Andy Santerre returns to New Hampshire Intl Speedway for Busch 125 with one win under his belt; plans for more to come in Busch North Series return. LOUDON, N.H. (May 2,2002)-- It's probably not accurate to say that Andy Santerre has set out to...
Andy Santerre returns to New Hampshire Intl Speedway for Busch 125 with one win under his belt; plans for more to come in Busch North Series return.
LOUDON, N.H. (May 2,2002)-- It's probably not accurate to say that Andy Santerre has set out to prove that you really can come home again by focusing on the Busch North Series, NASCAR Touring schedule. Even thought most of his racing since 1998 has been with the NASCAR Busch Series, Grand National Division, he's kept his toe in the Busch North pond as either a driver or an owner all the time.
Still, the Cherryfield, Maine native has adjustments to make as he seeks to capture the title which barely eluded him several times in the mid-1990's. The most obvious is the 800 to 1000-mile one-way commute on the interstates from his North Carolina shop to most of the New England tracks the series calls home. He showed no road weariness in winning the season opener at Lee USA Speedway in Lee, N.H. Now he faces another challenge- New Hampshire International Speedway, a track that's provided him with two of his eleven career Busch North Series victories, has changed configuration for the 2002 season
When Santerre and the other Busch North Series teams check into the garage area for the May 9-11 Busch 125, they'll find an extra racing lane has been added to the inside of the turns at the 1.058 mile superspeedway. To help them acclimate, an additional practice session has been scheduled on Thursday, May 9. Regular practice follows on Friday, May 10, with Bud Pole Qualifying at 10:30 a.m. and final practice after time trials for the Busch Series, Grand National Division, which shares the traditional Mother's Day weekend doubleheader at the "Magic Mile". The Busch 125 is set for the green flag on Saturday, May 11, at 3:30 p.m. in front of the SPEED Channel cameras, who will tape the race for broadcast on May 20.

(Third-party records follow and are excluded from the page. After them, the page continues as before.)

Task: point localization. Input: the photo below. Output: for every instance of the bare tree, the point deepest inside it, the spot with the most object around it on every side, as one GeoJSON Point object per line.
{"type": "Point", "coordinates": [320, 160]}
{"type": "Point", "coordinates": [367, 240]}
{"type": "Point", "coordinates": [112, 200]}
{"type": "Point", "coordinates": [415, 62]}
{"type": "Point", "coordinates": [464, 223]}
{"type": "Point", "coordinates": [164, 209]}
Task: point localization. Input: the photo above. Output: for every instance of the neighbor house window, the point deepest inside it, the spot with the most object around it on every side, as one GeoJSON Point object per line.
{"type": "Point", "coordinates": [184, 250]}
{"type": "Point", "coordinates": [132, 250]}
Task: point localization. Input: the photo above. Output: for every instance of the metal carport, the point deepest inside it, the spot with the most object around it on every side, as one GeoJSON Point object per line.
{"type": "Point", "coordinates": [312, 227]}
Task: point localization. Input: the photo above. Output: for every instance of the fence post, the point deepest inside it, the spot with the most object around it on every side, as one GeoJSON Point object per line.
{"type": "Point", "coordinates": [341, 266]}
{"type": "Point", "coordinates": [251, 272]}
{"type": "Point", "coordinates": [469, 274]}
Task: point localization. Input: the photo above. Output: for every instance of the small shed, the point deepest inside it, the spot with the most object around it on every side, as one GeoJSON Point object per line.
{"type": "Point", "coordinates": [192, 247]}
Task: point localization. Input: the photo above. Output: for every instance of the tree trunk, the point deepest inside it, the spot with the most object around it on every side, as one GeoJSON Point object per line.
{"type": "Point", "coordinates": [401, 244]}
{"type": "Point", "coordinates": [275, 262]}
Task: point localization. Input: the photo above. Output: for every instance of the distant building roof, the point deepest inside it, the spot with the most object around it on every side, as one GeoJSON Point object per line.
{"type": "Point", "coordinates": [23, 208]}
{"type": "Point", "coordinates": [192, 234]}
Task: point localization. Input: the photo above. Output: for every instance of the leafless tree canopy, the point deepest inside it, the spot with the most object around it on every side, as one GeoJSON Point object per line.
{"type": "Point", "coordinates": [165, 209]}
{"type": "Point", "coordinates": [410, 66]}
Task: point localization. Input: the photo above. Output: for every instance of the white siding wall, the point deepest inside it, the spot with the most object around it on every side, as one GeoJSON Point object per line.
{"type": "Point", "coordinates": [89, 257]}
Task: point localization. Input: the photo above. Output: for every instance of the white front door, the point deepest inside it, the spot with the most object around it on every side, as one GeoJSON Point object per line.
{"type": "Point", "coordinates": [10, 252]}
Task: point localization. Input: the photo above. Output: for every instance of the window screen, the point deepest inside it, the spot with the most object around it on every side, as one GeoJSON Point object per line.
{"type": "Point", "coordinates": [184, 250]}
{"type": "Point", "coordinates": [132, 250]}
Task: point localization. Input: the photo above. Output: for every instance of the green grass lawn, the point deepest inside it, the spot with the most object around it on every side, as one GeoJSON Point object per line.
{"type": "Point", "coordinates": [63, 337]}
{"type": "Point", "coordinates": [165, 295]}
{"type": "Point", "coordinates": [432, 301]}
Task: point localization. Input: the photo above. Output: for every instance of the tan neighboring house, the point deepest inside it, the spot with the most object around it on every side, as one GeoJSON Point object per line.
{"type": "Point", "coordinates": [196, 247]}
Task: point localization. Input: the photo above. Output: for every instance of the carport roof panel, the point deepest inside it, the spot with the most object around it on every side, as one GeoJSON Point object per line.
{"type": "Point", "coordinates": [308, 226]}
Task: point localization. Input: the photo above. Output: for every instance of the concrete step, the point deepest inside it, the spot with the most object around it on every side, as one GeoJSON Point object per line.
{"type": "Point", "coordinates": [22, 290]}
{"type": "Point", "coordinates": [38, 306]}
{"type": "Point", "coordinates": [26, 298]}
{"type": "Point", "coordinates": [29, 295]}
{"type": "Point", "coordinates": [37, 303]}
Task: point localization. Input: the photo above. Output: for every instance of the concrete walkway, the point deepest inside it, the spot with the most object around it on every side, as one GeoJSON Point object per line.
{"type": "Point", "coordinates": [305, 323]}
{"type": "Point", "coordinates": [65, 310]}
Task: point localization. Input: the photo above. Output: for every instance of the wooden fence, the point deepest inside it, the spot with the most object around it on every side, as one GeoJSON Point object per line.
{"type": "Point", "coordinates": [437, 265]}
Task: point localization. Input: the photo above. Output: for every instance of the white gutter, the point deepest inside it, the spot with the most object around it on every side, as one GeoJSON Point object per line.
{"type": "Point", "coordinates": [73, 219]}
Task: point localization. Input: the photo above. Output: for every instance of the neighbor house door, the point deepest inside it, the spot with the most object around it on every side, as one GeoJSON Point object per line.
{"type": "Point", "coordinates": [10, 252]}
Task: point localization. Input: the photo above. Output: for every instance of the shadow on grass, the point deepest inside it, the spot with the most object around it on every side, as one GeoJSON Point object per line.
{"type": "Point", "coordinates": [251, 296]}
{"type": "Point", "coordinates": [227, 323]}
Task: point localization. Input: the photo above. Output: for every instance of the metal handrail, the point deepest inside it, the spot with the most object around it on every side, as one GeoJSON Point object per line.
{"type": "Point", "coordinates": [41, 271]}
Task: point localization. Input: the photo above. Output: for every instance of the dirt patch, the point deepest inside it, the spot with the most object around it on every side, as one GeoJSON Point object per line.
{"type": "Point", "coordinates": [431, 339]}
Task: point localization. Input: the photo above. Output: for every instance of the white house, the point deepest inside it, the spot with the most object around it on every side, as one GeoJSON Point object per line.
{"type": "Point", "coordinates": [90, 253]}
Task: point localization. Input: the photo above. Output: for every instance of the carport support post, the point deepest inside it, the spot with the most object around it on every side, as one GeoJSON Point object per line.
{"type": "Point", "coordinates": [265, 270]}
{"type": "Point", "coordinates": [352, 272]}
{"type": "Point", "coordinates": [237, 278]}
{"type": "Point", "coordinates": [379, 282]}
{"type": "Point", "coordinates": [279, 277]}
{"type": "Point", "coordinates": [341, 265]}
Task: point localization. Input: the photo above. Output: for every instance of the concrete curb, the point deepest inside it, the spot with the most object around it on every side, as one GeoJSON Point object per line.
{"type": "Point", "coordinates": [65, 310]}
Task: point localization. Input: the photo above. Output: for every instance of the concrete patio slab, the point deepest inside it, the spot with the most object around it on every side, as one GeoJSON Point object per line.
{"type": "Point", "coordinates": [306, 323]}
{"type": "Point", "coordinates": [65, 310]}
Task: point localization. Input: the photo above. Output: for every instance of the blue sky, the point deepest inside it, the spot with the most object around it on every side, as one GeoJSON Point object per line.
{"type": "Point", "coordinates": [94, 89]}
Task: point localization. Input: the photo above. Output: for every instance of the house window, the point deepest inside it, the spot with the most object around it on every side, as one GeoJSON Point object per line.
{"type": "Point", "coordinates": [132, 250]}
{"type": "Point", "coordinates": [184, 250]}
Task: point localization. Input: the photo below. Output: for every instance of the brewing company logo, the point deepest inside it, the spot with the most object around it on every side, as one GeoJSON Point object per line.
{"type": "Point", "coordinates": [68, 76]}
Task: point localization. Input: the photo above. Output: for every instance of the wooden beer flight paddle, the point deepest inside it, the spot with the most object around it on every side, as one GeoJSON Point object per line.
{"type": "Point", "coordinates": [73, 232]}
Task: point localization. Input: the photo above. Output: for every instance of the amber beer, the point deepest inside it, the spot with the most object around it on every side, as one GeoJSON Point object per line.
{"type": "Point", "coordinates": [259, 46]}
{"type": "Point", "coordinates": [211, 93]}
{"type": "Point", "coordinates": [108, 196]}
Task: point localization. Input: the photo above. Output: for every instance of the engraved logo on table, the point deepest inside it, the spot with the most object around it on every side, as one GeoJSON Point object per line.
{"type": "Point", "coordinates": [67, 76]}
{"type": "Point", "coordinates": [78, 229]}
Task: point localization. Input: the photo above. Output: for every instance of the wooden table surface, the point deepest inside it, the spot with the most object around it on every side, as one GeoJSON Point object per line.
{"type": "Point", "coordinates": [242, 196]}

Trying to visualize the changes in a track he's known so well, Santerre observed, "It sounds like they're making the bottom groove the second groove." Changing perspective from driver to chassis expert, he added "I don't think you'll see a lot of setup changes because it's still going to be the same degree of banking. It's going to be a little shorter now around the bottom, so you may need a different gear, but the outside groove might be the fast one now."
Whatever the dynamics of the new layout turn out to be, Santerre expects his instincts and those of his fellow competitors to take over as soon as they hit the track. "Once you've done a few laps, it comes to you," he noted. "It's kind of a natural thing for a race driver to settle in."
Of course, winning in his return to the series last month gave Santerre an immediate shot of confidence, which he hopes to carry over to NHIS. "It's always good to win right off the bat, but that one wasn't easy. There were a couple of cars that were real good, but I got a couple of breaks and got up front," he said in recalling his battle to stay ahead of pursuers Mike Olsen and Mike Johnson in the closing laps.
Speaking of the upgrades the Busch North Series has gone through since he last was a regular in 1997, he added, "I don't think any races are free. You've got a lot of good cars and good equipment now. You've got to try to be the best prepared you can."
"Going to New Hampshire, I'm confident we can go and run in the top five and have a good car that's capable of winning," Santerre concluded.
Last year at this same event, he nearly got to make the trip to victory lane, but as a car owner. Then Tom Carey cut a tire in the closing laps, and the win was denied. This year, Andy Santerre wants to complete the journey, and he hopes to enter victory lane from the best seat in the house.